Last November, Mizutani and his team filed a lawsuit at the Osaka District Court seeking a halt to executions and a total of 33 million yen (US$253,225) in damages on the grounds that death by hanging violates both international law and Japan's Constitution.
He was representing three plaintiffs whose death sentences were finalized at least 10 years ago. Two of the plaintiffs were seeking retrials in their case.
Mizutani and other human rights activists also point out that the death penalty violates the International Covenants on Human Rights, which Japan ratified.
The treaty prohibits inhumane punishments and the arbitrary deprivation of life.
Pio d'Emilia, a Japan-based Italian journalist who was present at the press conference urged the Japanese public “to face this issue [the death penalty] and think it through,”
He called upon bar associations in Japan to take the initiative to screen the 1968 Nagisa Oshima film Death by Hanging in high schools across the country to create awareness and have discussions on the matter.
Last July, the Japanese Catholic bishops’ Justice and Peace Commission called the death penalty an "attack on the inviolability and dignity of personality" after Tomohiro Kato, 39, was hanged.

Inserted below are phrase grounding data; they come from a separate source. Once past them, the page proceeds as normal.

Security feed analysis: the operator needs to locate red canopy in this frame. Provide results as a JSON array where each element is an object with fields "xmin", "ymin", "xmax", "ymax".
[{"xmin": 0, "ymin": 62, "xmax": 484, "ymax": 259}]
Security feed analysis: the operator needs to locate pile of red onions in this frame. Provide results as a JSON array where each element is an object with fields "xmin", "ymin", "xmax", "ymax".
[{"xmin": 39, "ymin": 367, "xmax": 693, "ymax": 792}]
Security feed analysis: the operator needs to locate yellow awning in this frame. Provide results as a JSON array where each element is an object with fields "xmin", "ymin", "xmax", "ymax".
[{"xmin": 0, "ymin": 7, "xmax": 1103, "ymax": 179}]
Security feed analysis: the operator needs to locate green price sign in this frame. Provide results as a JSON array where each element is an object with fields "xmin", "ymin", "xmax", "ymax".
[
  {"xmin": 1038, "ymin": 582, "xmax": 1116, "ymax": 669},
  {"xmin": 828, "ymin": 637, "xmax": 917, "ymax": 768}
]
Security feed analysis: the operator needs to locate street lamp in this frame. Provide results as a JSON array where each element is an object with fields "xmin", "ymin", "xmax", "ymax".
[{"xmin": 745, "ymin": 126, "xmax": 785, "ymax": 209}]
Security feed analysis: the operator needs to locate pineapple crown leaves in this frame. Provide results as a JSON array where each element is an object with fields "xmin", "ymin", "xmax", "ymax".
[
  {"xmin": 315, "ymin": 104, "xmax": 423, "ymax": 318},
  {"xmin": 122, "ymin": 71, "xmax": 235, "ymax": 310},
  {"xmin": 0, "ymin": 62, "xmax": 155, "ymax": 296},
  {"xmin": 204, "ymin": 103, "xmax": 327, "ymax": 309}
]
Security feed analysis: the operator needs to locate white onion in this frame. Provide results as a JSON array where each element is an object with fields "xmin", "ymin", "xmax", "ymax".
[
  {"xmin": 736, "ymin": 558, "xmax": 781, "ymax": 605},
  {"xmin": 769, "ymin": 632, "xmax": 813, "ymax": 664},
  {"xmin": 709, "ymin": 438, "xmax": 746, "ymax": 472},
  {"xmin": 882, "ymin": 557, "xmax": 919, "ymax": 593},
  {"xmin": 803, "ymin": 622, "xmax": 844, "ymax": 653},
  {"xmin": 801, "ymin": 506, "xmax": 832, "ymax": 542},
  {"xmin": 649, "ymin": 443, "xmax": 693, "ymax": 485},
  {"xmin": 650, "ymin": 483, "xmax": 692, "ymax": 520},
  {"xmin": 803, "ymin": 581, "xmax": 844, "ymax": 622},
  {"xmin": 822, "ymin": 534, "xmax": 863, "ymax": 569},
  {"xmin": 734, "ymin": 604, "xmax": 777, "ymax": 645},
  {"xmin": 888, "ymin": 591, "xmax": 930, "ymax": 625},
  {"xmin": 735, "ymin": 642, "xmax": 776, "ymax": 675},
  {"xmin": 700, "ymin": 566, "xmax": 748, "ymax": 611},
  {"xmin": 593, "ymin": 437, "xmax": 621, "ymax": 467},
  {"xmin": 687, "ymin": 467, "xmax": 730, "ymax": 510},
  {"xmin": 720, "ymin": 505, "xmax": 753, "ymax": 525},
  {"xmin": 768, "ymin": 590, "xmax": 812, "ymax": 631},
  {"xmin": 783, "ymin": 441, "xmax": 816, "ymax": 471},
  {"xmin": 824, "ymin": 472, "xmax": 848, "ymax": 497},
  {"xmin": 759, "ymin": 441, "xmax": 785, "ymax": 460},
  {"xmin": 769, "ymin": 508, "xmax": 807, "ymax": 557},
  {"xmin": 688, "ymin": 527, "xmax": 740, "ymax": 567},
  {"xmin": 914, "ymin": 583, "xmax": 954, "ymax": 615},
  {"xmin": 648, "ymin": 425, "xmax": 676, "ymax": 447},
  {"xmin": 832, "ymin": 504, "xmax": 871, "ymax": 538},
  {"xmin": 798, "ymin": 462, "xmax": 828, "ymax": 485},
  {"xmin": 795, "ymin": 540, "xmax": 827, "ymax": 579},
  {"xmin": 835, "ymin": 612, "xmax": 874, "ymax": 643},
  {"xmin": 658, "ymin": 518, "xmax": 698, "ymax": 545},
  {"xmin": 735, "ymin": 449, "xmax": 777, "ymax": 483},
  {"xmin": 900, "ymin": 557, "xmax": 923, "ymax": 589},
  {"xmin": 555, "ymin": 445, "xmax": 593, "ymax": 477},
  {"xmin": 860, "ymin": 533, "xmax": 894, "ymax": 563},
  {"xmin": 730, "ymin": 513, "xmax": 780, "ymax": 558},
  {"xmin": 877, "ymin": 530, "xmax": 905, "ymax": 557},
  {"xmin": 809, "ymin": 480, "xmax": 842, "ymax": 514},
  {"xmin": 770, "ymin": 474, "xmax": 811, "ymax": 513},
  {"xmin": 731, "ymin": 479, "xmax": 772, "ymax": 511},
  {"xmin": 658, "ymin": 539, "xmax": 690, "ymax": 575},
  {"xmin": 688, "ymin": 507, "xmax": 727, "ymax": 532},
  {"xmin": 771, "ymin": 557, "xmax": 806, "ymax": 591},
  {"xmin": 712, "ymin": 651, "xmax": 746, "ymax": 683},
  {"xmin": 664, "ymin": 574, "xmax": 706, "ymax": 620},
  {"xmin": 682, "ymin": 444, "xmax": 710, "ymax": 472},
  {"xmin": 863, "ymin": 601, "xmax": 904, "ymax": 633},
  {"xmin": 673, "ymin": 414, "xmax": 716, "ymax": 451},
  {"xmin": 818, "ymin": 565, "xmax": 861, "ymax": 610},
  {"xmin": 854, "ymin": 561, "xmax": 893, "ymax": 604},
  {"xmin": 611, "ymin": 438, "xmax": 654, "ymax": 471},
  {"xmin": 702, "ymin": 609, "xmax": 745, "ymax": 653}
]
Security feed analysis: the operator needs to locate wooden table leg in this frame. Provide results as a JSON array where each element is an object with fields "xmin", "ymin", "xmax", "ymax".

Kato was convicted of killing seven people in a stabbing rampage in Tokyo’s popular Akihabara electronics district in 2008.
“The violence of the death penalty can never build a peaceful society. Rather, the barbarism that goes against the times creates new violence,” the bishops' said in an open letter.
Rights groups including Amnesty International also came out against the execution saying that it was “a callous attack on the right to life.”